Picture left: Aspergillus clavatus from pure culture. Incubated for seven days at 25 °C on MEA agar. The circular colony shows an outer white mycelial ring (concentric growth zone around the colony). In the center, the eponymous cobs are formed, on which the conidiospores are produced. As they mature, the cobs become longer and more intensely blue in color. The individual cobs stand comparatively loosely next to each other and not densely packed.
Picture right: Aspergillus clavatus from pure culture. Incubated for seven days at 25 °C on DG18 agar. Close-up of the characteristic cobs. Some cobs visible in the center of the image are shown laterally and, at 50x magnification, clarify the shape and color relevant for identification. Younger cobs can sometimes still be roundish (marginal area of the colony). Contrary to the molds presented so far, the morphological differences between the MEA and DG18 agar are rather small (growth rate is slightly different, for example).
According to the current TRBA 460, Aspergillus clavatus is to be classified in biological risk group 1. Nevertheless, increased exposure can lead to allergic reactions and severe inflammation in the lungs. Since these often occurred in malt processing, the condition is also known as malt worker's lung (exogenous allergic alveolitis). Neurological damage has been noted in animals following infection (Atlas of clinical fungi 4th ed.).
The images of Aspergillus clavatus shown indicate that even with very careful preparation, the spore chains detach from the spore carrier and readily disperse into the room air. These spore chains, in turn, rapidly disintegrate into individual spores. Therefore, the detection of spore chains in direct microscopic methods (e.g.: particle traces and adhesive film preparations), can be an indication of a spore source in the environment of the sampling site.
The spore carriers of the genus Aspergillus generally have round vesicles at the tip, the shape of which is visually reminiscent of heads. Therefore, the genus Aspergillus runs colloquially also under the designation "head fungi". In the species Aspergillus clavatus, this actually round head is deformed into an elongated cob. This characteristic form serves not only for the fast and safe morphological identification, but is at the same time also name-giving for the species (lat.: clavatus = club-shaped, colbous). The cobs only develop their characteristic shape as they mature. Morphological and molecular data indicate that there are two variations within the species. Aspergillus clavatus var. clavatus and var. major. The latter variation is slightly larger (Mycobank.org; as of 08/22/2022).
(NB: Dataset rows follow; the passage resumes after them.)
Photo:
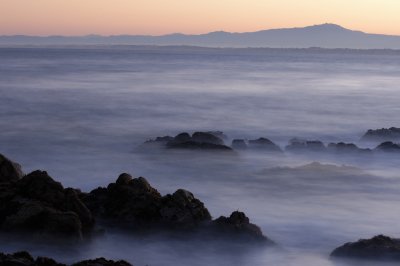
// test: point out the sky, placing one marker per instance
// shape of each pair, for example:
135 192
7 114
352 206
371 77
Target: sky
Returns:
157 17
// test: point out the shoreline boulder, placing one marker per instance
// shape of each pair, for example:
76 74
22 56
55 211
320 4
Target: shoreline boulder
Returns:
9 170
377 248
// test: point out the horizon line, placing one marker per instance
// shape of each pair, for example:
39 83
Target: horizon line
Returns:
189 34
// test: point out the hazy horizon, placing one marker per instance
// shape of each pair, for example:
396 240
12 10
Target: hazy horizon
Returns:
201 33
74 17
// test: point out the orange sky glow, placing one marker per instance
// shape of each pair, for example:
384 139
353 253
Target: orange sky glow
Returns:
156 17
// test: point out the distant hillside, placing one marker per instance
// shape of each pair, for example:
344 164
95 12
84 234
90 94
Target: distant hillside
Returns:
324 36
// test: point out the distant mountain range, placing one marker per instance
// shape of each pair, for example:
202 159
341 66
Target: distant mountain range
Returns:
324 36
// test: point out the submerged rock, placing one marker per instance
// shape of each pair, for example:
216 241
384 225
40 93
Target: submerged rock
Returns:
239 144
36 204
383 134
132 203
210 140
198 141
299 145
135 202
9 170
388 146
377 248
347 148
23 258
264 144
102 262
238 225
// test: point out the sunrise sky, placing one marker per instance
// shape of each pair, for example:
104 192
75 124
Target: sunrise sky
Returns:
156 17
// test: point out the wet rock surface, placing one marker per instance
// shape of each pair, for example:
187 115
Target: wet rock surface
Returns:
23 258
388 146
264 144
347 148
238 225
382 135
36 204
211 140
9 170
135 202
299 145
377 248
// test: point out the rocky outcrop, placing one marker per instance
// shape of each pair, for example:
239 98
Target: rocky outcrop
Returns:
347 148
388 146
377 248
382 135
9 170
238 225
264 144
36 204
239 144
298 145
102 262
135 202
23 258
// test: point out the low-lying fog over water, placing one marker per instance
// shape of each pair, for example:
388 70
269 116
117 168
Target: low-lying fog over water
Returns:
81 113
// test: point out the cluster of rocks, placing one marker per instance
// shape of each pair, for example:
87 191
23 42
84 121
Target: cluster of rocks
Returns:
35 204
23 258
377 248
382 135
215 141
211 140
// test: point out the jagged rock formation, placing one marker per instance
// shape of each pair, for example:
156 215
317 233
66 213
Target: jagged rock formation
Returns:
377 248
264 144
37 205
347 148
23 258
298 145
388 146
382 135
212 140
133 201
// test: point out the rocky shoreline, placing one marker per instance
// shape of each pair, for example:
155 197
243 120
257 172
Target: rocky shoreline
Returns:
38 206
385 141
23 258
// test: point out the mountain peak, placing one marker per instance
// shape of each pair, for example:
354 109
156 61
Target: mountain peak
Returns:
327 27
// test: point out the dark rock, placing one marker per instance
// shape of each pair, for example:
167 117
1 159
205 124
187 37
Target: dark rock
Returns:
388 146
299 145
238 225
198 141
347 148
36 204
9 170
23 258
205 137
218 134
239 144
377 248
102 262
264 144
124 179
182 137
192 145
138 204
381 135
183 209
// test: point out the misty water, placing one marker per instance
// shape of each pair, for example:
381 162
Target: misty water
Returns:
80 113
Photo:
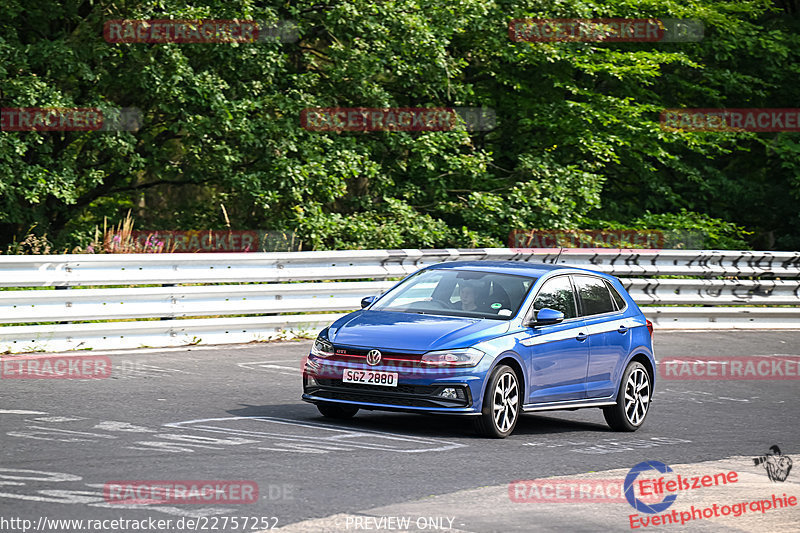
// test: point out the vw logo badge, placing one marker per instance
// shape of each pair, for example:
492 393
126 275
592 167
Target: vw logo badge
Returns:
373 357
At 100x magnification under the light microscope
Light microscope image of a flask of Aspergillus clavatus at 100x magnification under oil. The intense blue coloration is due to exposure to the dye cotton blue. The spores are formed on uniseriate phialides, which extend around the cob. The spores are usually in long chains on the phialides, and these are lost during preparation. In order to microscope the flasks as undamaged as possible, they were plucked from the colony with Dumont forceps and microscoped individually.
At 1294X magnification under SEM
Spore carrier and individual spores of Aspergillus clavatus sputtered with gold under vacuum at 1294x magnification under scanning electron microscope (SEM). The flask has small warts at its base (towards the mycelium) over a short distance. The spore carrier itself is subsequently without structure and rather smooth. The recognizable phialides and spores are slightly dented. This is an artifact of vacuum preparation and sputtering. Spores and phialides are densely arranged around the flask.